If not hurt, at least stress. Hajin Suh, a director's assistant at the Association of the Bar of the City of New York, graduated this year from New York University with two goals: to eventually attend law school and to immediately find an apartment. She has the apartment, which she shares with three roommates, and she is preparing to apply to law school, but to support herself, she is working two jobs and a 65-hour work week.

Suh earns $16 an hour at the lawyers' organization but says the pay isn't enough to cover her living expenses or coming college-loan payments. So she also works as a waitress in a Manhattan seafood restaurant, where she gets $3.85 an hour plus tips, which can range anywhere from $80 to $200 a night.

Suh has accumulated almost $30,000 in college loans and says her payments will total $300 a month beginning this month. Her other monthly expenses include $650 for rent and utilities, a $50 cell phone bill, and $76 for the subway and bus card she uses to get to work. And she recently spent $1,250 for a three-month program to prepare for the Law School Admission Test.

She spends 40 hours over three days at the restaurant, and 24 hours at the bar association. Adding her hourly wage as a waitress, tips, and what she makes from the bar association, Suh estimates that she's earning about $40,000 a year.

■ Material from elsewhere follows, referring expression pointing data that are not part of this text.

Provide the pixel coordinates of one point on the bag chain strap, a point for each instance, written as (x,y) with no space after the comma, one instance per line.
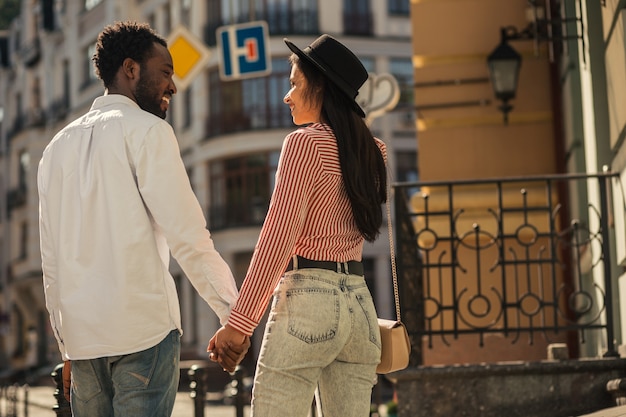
(393,256)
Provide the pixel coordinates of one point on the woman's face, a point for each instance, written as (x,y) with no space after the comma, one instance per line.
(303,109)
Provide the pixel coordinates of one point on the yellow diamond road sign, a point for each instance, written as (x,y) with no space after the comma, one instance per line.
(189,55)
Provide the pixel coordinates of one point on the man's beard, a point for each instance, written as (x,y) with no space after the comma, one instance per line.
(147,99)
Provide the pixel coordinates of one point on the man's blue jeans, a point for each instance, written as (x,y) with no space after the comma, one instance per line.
(141,384)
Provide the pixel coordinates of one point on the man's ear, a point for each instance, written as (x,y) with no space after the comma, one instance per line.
(130,68)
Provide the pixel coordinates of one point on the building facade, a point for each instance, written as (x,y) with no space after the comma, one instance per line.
(230,134)
(567,117)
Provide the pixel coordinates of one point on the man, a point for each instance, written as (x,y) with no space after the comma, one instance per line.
(115,199)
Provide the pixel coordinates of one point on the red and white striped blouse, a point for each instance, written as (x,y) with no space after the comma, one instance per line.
(309,215)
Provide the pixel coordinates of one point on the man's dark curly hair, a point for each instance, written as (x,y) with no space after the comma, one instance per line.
(119,41)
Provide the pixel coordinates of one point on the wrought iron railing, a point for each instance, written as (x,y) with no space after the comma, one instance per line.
(519,257)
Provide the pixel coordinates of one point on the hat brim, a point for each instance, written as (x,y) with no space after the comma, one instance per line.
(302,54)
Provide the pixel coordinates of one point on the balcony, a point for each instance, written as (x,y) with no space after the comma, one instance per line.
(237,215)
(498,267)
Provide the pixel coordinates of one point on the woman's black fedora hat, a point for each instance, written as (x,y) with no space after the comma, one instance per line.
(337,63)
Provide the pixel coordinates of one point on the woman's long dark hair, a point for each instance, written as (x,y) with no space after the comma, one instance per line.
(362,164)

She knows her expenses might be cheaper in a smaller city, but she likes her nonprofit job, which involves helping attorneys battling substance abuse, and loves living in New York.

Alyson Potts, another recent graduate, landed a job as a communications associate for Planned Parenthood in Boston. Armed with a political-science degree from Syracuse University, Potts says she initially wanted to work either in government for an elected official or for a nonprofit organization. Then she learned during her job search that her salary would be somewhere between $20,000 and $35,000 — not enough to pay for an apartment or even cover other living expenses.

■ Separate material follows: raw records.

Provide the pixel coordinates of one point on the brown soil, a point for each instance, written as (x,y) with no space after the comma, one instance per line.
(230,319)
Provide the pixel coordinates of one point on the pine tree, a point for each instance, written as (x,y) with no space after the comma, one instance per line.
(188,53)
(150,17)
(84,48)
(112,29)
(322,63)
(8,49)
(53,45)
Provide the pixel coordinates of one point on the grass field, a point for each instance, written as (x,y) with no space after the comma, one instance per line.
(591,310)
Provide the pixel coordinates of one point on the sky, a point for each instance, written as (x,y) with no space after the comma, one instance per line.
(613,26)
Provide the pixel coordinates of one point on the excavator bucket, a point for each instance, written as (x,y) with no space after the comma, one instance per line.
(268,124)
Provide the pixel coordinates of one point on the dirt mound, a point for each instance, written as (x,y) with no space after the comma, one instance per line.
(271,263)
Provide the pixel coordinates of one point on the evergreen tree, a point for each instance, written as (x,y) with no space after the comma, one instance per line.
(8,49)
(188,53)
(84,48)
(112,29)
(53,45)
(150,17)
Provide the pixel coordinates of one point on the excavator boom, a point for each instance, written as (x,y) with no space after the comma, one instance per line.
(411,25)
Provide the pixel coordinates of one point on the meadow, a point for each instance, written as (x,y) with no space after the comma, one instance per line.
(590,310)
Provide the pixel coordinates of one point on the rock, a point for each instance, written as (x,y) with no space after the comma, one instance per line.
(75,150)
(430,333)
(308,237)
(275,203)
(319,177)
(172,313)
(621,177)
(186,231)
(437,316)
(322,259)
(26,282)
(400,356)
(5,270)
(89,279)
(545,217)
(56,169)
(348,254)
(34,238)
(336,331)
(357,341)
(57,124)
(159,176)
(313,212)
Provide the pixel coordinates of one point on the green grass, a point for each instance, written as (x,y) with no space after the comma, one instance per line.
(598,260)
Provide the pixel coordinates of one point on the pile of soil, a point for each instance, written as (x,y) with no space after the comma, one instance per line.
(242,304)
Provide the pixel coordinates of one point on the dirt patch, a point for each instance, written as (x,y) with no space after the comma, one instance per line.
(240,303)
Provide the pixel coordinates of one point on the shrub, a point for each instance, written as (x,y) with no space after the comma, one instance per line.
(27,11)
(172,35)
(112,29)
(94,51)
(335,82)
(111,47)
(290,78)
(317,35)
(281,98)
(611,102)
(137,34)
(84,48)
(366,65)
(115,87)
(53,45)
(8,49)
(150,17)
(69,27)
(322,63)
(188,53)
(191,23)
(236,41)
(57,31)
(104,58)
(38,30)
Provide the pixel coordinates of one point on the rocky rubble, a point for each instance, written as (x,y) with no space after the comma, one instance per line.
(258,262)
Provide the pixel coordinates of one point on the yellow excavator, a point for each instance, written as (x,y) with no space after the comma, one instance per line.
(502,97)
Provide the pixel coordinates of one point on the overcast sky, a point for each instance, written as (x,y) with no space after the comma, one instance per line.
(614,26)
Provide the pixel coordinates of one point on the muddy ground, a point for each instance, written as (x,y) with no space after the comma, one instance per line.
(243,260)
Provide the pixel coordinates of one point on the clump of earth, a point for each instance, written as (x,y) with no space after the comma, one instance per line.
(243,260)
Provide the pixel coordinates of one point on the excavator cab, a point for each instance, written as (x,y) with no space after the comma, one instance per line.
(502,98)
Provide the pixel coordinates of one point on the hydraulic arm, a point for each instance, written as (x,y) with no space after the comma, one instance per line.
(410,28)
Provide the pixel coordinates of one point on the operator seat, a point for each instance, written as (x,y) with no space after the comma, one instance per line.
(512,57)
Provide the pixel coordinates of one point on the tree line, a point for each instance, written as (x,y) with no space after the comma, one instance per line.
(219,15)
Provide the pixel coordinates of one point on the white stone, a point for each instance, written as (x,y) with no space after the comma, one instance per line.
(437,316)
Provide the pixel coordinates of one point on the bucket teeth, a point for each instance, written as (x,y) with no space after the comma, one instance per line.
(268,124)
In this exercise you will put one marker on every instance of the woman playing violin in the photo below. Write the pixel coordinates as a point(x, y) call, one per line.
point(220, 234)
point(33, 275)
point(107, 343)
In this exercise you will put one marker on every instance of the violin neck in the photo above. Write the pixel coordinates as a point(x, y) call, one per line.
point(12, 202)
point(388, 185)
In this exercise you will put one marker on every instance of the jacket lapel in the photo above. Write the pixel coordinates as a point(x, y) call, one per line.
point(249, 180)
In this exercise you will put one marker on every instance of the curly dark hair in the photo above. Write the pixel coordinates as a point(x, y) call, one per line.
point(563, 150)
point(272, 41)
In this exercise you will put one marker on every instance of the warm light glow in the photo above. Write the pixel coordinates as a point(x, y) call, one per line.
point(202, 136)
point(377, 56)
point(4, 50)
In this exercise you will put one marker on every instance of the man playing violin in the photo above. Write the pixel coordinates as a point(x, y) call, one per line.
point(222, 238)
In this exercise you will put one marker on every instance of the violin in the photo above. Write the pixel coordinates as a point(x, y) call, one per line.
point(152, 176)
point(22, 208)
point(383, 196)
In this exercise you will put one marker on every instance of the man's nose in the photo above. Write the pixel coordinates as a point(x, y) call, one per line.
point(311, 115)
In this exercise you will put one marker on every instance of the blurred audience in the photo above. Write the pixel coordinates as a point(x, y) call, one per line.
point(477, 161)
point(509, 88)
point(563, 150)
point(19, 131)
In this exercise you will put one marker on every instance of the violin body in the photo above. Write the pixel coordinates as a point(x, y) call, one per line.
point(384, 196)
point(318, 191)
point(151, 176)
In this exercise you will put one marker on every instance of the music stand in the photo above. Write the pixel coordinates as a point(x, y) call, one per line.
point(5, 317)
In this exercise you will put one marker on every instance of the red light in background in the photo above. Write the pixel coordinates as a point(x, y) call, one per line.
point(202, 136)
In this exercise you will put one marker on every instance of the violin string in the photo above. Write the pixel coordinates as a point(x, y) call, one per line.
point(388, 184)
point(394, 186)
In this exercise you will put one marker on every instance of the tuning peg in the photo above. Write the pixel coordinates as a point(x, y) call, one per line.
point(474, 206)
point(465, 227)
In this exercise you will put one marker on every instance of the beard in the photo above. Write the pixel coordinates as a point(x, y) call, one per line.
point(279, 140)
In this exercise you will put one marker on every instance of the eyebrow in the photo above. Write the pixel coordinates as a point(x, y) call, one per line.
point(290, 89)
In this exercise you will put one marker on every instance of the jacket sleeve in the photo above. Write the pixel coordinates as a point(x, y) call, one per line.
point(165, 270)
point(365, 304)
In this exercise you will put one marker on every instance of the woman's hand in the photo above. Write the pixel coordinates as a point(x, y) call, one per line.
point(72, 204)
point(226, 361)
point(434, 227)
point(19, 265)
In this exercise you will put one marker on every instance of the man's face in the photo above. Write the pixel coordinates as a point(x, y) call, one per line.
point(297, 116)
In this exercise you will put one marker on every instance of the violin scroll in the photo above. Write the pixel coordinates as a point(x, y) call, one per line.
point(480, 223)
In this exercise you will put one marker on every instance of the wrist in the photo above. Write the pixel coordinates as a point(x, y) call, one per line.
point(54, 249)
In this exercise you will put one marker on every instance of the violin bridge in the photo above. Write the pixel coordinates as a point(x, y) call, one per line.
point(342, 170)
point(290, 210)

"I had this vision in my head of getting the exact job that I wanted right away, but then I saw what starting salaries really were," Potts says. But because the Planned Parenthood job best matched her interests, she took the offer and supplements her income by working odd weekend shifts at a local department store. Instead of moving into an apartment with friends, she moved back to her parents' home.

"I don't think anybody really wants to go back home to live, (but) it was a decision that I made because it made sense," she says. As for her Planned Parenthood job, she's glad she's working in a field she believes in and hopes she can advance to a better-paid position there. "I'm more happy to put in my time to do something I love," she says. "If someone offered another job that paid me a lot more money, I probably wouldn't take it."

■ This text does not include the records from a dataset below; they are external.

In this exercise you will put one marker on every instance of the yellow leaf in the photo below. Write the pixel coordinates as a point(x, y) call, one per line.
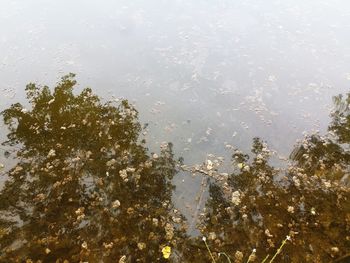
point(166, 252)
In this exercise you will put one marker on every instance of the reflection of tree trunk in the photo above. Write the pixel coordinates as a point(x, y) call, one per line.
point(199, 203)
point(343, 259)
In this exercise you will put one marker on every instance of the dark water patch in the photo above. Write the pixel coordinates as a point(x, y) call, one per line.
point(86, 189)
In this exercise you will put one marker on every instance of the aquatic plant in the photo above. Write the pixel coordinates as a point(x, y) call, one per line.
point(85, 187)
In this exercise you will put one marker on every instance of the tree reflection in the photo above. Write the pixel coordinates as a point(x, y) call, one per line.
point(85, 188)
point(258, 205)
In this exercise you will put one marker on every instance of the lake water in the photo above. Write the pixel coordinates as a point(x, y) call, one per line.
point(202, 74)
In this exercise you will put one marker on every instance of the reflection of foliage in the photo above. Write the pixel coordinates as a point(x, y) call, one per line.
point(257, 206)
point(328, 156)
point(85, 188)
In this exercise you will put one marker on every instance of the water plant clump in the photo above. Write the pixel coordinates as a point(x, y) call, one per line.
point(85, 187)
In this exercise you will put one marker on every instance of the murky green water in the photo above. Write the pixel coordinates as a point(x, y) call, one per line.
point(89, 175)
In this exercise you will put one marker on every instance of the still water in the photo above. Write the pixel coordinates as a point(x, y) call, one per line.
point(204, 75)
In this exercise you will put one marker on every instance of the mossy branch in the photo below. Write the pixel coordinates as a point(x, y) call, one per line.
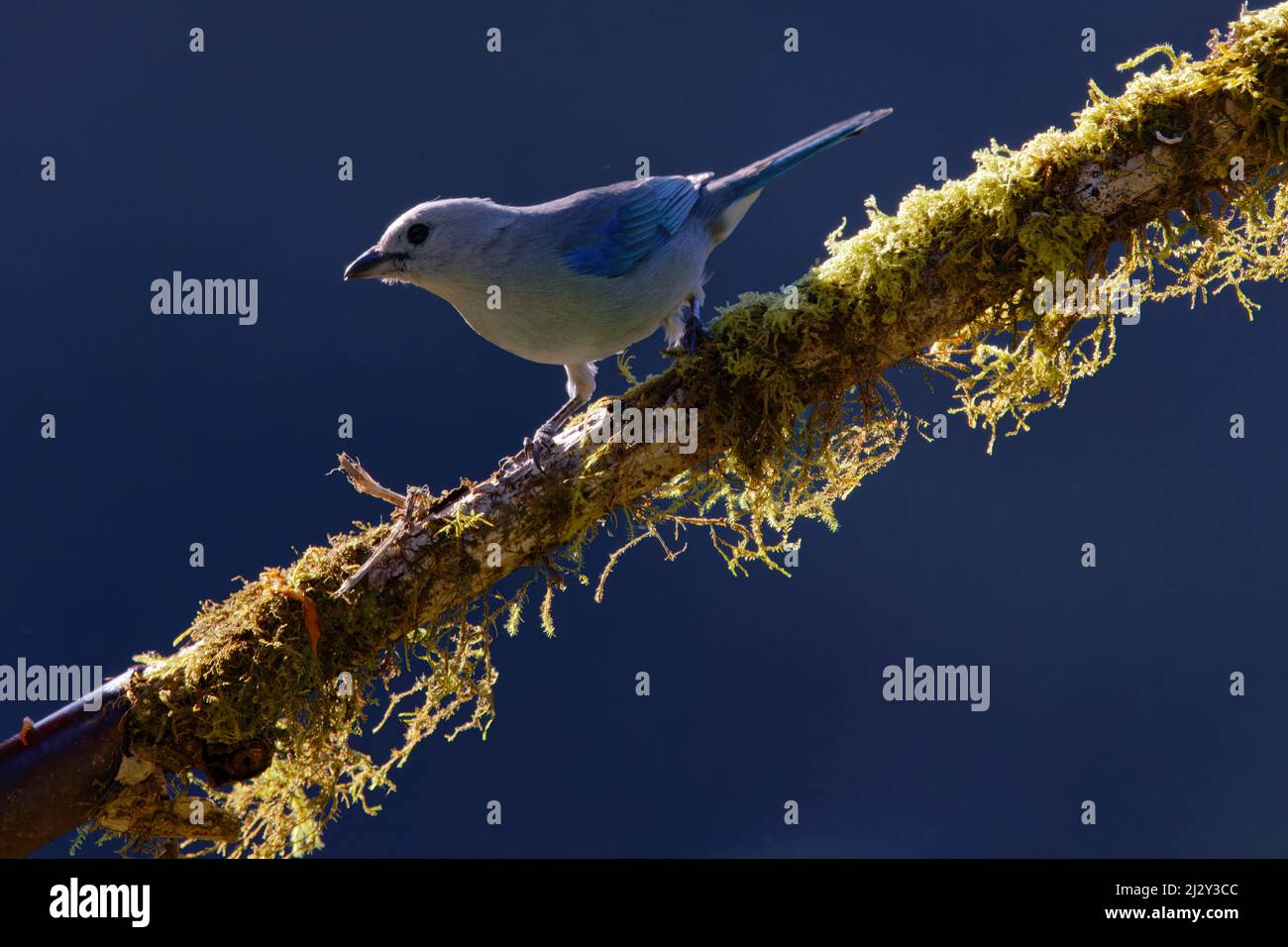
point(1175, 182)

Some young professionals count on income from their extra jobs not to cover expenses, but for extras. Ricky Fung, who graduated from Cornell University last year, is an account manager at CDW Government Inc., a computer-discount reseller company in Washington, which pays $25,000 base salary plus commission. He also does tutoring to earn money for investments.

His rationale: "I don't want to wait until 10 years from now and then start investing ... then wait another 10 for my gains to come through."

Randall Hansen, a business-administration professor at Stetson University, worries that recent college graduates who are working multiple jobs will get burned out too quickly or be unable to put in the concentrated 10-hour days many companies now expect. Employers he has spoken with are concerned about how a second job may affect their employees' performance, he says. Companies fear that second jobs will "take employees' concentration and focus away from their main job — that they'll come in bleary-eyed in the morning and lose some of that edge they have," he says.

In fact, Mondaca, the Stetson graduate at the speedway, in August decided on his own that excelling at that job required more commitment and was more important than earning extra cash.